Marketing Mix Modeling vs. Attribution

attribution vs. marketing mix modeling (mmm)



There are many challenges facing marketers today. One of the greatest is the continuous outpour of privacy changes and regulations. These ever-mutating policies are problematic on so many levels but critical when the data-loss impacts measurement. Now, add channel complexity and marketers are faced with a whole new level of difficulty when trying to accurately measure advertising performance.


Thankfully, there are two main approaches to solve for these evolving barriers: marketing attribution or marketing mix modeling (MMM). But before choosing an approach, the key consideration is data availability (or lack thereof). OptiMine will dive deep into these two common solutions to help you figure out which type of marketing measurement is best for you and your brand.


Here’s a brief overview before we go in-depth on the key differences between the two approaches: attribution focuses more on individual user interactions but is struggling amid consumer privacy changes and regulations, whereas marketing mix modeling takes more of a top-down, macro-level view and is not impacted by the continuous stream of privacy changes because MMM doesn’t use any type of identity data.



Table of Contents:


What are the Main Differences Between Marketing Attribution and Marketing Mix Modeling?


Comparison: Attribution vs. Marketing Mix Modeling


What is Marketing Attribution?


What is Marketing Mix Modeling?


Attribution Modeling vs. Marketing Mix Modeling: Which is Better?


The Best Option: A New, Modern Approach to MMM



What are the Main Differences Between Marketing Attribution and Marketing Mix Modeling?


Attribution focuses more on individual user interactions, while marketing mix modeling takes more of a top-down, macro-level view (draws on marketing and sales data, revenue, benchmarks, costs, outside factors, etc.).

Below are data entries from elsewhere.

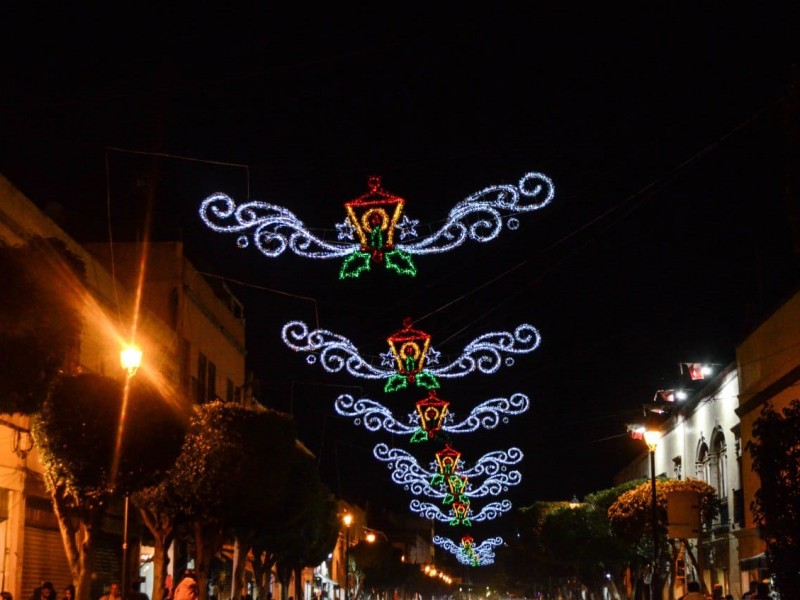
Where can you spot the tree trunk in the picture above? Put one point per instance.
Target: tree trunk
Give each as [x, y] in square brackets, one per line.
[240, 550]
[161, 526]
[77, 535]
[284, 576]
[207, 540]
[298, 583]
[263, 562]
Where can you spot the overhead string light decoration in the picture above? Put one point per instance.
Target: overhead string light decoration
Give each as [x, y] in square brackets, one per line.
[469, 553]
[462, 514]
[410, 354]
[447, 479]
[375, 227]
[432, 415]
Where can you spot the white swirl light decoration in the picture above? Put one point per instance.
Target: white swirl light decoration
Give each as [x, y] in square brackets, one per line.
[484, 353]
[272, 228]
[275, 228]
[375, 416]
[407, 472]
[491, 511]
[494, 462]
[335, 351]
[482, 554]
[534, 191]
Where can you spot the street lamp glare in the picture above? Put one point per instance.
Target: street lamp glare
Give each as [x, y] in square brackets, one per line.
[131, 359]
[651, 437]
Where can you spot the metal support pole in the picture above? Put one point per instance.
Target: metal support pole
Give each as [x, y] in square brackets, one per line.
[124, 578]
[347, 564]
[655, 520]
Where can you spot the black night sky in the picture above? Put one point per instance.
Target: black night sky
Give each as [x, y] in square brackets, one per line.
[671, 137]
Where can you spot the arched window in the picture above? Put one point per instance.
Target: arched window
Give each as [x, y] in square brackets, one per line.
[701, 460]
[718, 463]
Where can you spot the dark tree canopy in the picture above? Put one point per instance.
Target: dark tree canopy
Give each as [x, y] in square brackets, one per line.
[77, 428]
[40, 322]
[775, 449]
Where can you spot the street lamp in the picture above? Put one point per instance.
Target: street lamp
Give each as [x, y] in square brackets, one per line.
[130, 358]
[348, 520]
[651, 437]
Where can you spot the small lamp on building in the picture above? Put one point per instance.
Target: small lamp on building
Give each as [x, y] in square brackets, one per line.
[651, 438]
[131, 359]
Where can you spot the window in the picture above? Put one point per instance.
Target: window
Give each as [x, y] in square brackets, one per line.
[701, 462]
[202, 376]
[718, 463]
[212, 381]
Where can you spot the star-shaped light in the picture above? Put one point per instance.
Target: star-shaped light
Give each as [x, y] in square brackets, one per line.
[433, 356]
[387, 359]
[407, 227]
[345, 230]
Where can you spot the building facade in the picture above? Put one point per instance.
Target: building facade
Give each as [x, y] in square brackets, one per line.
[192, 337]
[768, 362]
[701, 440]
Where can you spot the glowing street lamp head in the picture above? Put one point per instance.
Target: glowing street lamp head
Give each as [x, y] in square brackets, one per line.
[651, 437]
[131, 359]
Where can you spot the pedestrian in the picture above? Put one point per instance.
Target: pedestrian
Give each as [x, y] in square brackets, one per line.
[114, 592]
[693, 592]
[762, 591]
[47, 591]
[187, 589]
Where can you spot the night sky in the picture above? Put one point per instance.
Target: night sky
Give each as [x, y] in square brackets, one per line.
[668, 135]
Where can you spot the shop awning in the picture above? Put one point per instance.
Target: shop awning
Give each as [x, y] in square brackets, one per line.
[759, 561]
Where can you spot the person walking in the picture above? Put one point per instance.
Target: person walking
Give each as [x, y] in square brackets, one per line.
[693, 592]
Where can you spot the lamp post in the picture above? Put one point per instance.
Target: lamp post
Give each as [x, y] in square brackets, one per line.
[348, 520]
[131, 359]
[651, 437]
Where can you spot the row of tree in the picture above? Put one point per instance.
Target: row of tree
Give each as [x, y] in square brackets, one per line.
[206, 473]
[605, 541]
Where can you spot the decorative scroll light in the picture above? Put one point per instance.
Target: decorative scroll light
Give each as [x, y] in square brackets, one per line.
[468, 553]
[492, 470]
[374, 416]
[335, 353]
[426, 510]
[369, 233]
[409, 347]
[374, 217]
[432, 412]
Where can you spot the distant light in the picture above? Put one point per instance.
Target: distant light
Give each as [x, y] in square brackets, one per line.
[131, 359]
[651, 437]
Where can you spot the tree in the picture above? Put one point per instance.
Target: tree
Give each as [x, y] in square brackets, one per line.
[76, 432]
[40, 322]
[631, 518]
[775, 449]
[381, 565]
[232, 466]
[315, 534]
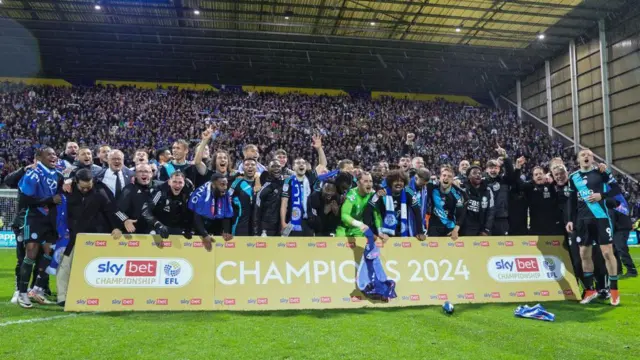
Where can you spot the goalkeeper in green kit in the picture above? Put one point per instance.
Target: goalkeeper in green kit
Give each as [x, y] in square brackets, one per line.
[357, 216]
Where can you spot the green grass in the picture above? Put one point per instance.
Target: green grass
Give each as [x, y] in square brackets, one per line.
[473, 332]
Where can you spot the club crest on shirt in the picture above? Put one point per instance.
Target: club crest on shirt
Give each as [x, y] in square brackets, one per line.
[296, 214]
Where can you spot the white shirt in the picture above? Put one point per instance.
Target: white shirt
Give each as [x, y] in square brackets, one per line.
[110, 180]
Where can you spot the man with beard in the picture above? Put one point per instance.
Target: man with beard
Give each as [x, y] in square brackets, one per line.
[446, 206]
[163, 156]
[478, 219]
[167, 212]
[418, 184]
[405, 164]
[213, 211]
[70, 153]
[295, 195]
[563, 191]
[542, 200]
[324, 210]
[40, 190]
[179, 151]
[116, 176]
[134, 196]
[400, 206]
[140, 157]
[500, 185]
[461, 178]
[251, 152]
[267, 209]
[243, 199]
[85, 161]
[352, 213]
[593, 223]
[89, 210]
[102, 159]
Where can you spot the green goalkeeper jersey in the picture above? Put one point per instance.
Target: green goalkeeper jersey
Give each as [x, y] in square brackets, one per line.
[353, 209]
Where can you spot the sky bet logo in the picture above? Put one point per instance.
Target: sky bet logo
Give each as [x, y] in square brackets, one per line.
[99, 243]
[123, 302]
[343, 244]
[519, 265]
[131, 268]
[158, 302]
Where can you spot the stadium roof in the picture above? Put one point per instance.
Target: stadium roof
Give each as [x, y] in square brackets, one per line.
[465, 47]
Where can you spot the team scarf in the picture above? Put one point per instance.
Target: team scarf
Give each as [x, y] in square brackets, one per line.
[424, 200]
[41, 183]
[390, 221]
[372, 280]
[300, 191]
[203, 202]
[63, 236]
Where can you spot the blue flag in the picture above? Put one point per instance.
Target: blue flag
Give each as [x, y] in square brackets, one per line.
[372, 280]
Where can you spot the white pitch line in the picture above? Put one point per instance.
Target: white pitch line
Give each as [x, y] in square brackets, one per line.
[29, 321]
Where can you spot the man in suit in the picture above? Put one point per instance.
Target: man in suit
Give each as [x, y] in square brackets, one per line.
[116, 176]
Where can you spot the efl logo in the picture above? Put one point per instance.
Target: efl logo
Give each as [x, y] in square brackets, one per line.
[229, 302]
[527, 265]
[141, 268]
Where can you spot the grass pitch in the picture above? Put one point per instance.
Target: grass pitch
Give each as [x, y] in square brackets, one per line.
[595, 331]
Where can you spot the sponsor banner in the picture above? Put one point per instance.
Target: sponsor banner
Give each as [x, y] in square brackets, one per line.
[137, 273]
[312, 273]
[7, 239]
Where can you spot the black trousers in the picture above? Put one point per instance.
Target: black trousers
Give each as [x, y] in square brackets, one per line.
[622, 252]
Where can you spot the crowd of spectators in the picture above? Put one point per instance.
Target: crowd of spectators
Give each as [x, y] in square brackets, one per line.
[361, 129]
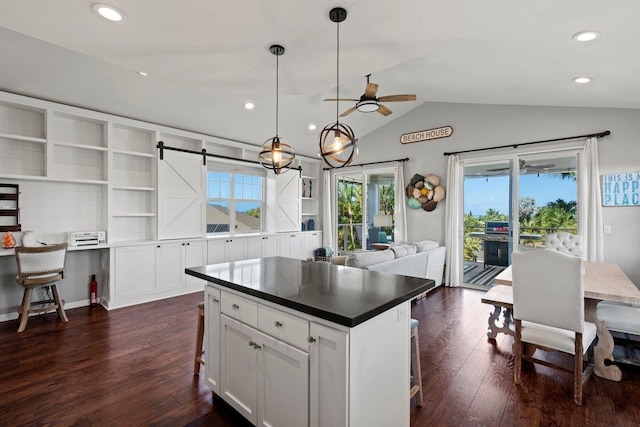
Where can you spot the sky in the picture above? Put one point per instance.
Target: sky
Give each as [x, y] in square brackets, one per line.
[481, 194]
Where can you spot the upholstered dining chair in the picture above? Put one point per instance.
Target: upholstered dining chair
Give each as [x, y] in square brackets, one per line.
[41, 266]
[548, 309]
[565, 242]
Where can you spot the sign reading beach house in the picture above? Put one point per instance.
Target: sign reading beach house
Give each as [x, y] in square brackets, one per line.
[425, 135]
[621, 189]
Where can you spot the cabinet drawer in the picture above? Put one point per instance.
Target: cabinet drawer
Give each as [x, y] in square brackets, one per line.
[284, 327]
[239, 308]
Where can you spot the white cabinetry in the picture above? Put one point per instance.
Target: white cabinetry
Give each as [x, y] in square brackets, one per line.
[226, 250]
[153, 271]
[263, 378]
[212, 343]
[262, 246]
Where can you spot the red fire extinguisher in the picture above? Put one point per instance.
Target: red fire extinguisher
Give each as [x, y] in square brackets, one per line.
[93, 290]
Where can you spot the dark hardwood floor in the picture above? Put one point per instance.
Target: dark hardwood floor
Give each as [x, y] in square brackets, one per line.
[133, 367]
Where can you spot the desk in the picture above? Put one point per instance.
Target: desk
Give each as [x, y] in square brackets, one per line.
[603, 281]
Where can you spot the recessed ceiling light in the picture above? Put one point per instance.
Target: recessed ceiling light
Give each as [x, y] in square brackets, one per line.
[109, 12]
[582, 80]
[586, 36]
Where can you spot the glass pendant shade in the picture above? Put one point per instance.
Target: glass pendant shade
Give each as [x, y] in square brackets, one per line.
[277, 155]
[337, 145]
[337, 141]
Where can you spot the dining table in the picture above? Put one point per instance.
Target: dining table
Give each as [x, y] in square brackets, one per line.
[603, 281]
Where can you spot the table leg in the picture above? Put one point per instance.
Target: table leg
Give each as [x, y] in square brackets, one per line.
[604, 349]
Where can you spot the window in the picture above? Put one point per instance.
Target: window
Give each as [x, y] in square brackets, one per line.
[234, 202]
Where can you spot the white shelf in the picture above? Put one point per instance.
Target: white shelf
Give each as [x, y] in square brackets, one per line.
[132, 188]
[134, 153]
[134, 214]
[22, 138]
[82, 146]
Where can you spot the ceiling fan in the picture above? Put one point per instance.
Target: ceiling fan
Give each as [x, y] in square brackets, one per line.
[369, 103]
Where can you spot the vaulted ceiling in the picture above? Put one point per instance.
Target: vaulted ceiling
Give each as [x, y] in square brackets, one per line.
[206, 58]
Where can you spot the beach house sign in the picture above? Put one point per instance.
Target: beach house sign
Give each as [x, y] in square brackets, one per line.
[425, 135]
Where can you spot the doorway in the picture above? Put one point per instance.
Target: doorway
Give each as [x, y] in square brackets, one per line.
[511, 204]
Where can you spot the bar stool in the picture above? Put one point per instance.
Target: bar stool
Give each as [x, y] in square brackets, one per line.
[416, 372]
[199, 360]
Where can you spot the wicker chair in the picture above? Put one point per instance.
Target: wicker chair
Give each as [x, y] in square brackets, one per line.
[40, 267]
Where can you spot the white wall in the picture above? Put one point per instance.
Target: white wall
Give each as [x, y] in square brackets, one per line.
[477, 126]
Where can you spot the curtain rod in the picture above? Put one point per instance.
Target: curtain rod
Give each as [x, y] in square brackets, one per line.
[204, 155]
[591, 135]
[406, 159]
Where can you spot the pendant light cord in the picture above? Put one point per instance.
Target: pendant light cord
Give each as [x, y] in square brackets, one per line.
[337, 69]
[277, 90]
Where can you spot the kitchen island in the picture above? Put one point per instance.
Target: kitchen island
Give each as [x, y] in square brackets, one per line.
[297, 343]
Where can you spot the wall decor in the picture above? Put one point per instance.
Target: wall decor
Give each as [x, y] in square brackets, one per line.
[425, 135]
[425, 192]
[621, 189]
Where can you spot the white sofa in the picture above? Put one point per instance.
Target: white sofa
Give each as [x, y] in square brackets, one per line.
[420, 259]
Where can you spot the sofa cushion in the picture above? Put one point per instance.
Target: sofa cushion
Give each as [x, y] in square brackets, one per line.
[401, 250]
[366, 258]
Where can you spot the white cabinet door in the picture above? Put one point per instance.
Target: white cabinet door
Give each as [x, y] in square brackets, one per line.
[239, 367]
[170, 271]
[181, 196]
[135, 270]
[288, 216]
[212, 340]
[328, 374]
[283, 384]
[312, 241]
[270, 246]
[195, 255]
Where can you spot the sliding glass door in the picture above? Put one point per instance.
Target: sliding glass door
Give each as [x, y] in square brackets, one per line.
[511, 204]
[365, 205]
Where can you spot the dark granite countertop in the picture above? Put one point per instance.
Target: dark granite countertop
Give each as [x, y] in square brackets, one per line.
[344, 295]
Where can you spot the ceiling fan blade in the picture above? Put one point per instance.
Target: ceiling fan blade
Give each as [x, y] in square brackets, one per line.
[349, 111]
[341, 99]
[397, 98]
[371, 90]
[384, 110]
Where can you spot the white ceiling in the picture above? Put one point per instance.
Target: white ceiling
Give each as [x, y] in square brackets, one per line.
[205, 58]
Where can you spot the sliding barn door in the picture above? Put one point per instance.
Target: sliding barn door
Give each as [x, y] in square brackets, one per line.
[181, 196]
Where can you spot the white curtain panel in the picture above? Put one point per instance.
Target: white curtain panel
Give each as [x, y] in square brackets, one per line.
[327, 211]
[400, 230]
[454, 222]
[590, 219]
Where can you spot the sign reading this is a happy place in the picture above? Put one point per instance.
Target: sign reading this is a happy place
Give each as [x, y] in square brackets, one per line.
[621, 189]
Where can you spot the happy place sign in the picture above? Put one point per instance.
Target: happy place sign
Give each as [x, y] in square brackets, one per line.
[621, 189]
[425, 135]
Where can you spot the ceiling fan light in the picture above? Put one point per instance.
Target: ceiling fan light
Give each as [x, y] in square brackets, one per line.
[368, 106]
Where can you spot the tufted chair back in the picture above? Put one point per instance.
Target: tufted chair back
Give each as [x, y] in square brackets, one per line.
[566, 243]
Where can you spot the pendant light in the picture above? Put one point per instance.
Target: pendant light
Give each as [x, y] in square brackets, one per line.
[276, 154]
[337, 141]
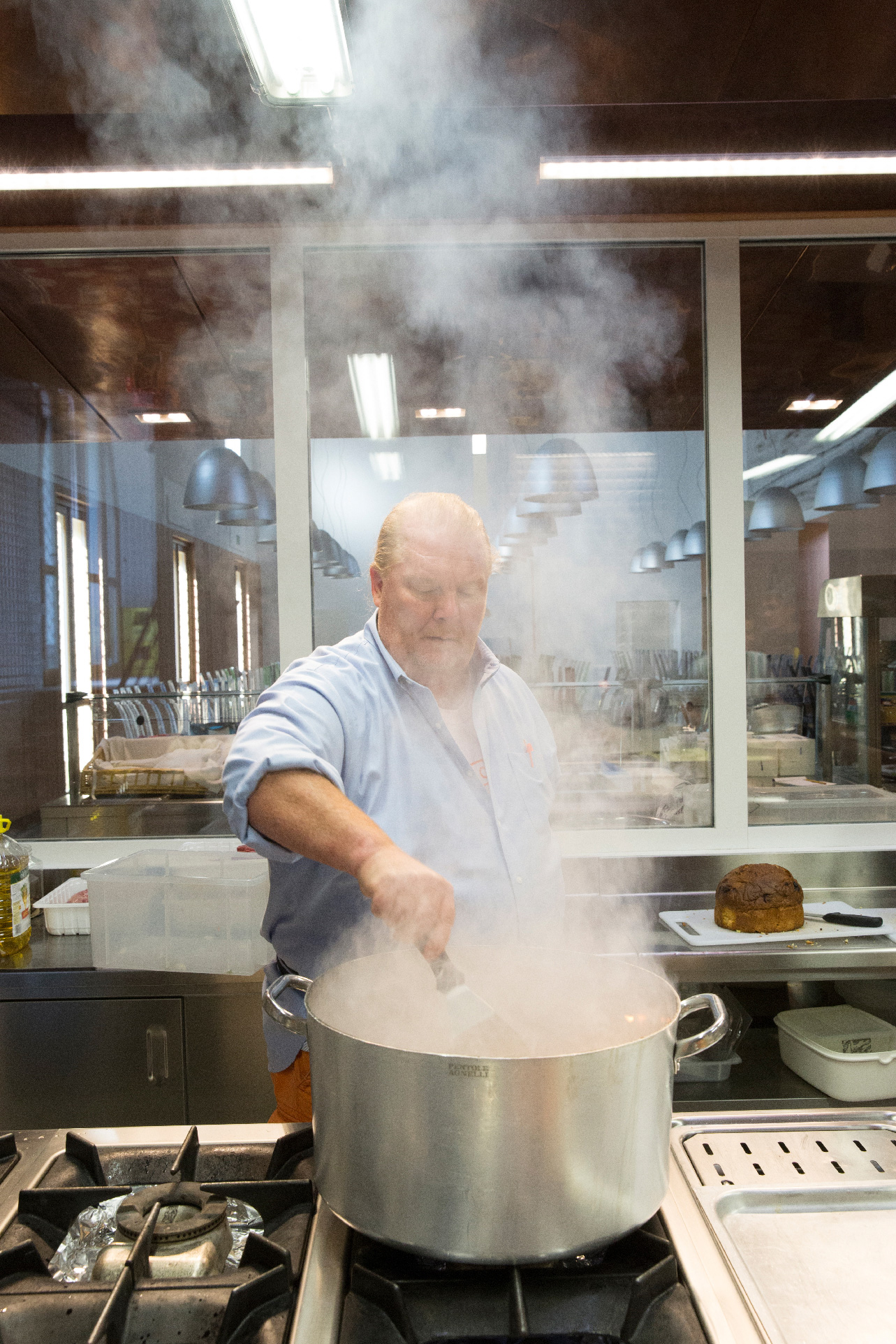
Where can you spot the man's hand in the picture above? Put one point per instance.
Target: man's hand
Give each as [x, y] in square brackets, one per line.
[417, 903]
[307, 813]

Additionally, marketing mix modeling solutions (such as OptiMine) are future-proof in the sense that they are completely unaffected by the plethora of consumer privacy changes and regulations, while marketing attribution is being completely disrupted by these same changes and regulations.




Comparison: Attribution Modeling vs. Marketing Mix Modeling



Attribution Modeling Marketing Mix Modeling

Uses individual identity data

Uses regression models

Is negatively affected by new consumer privacy changes and regulations

Is unaffected by new consumer privacy changes and regulations

Creates (financial and legal) risks for your brand through the use of identity tracking methods if not in compliance with privacy regulations

No financial or legal risks due to compliance issues with privacy regulations because MMM does not rely on tracking

More of a bottom-up approach

More of a top-down approach

Often based on a guessing game of which ad(s) should receive credit

Based on real and valid science (applied linear regression models)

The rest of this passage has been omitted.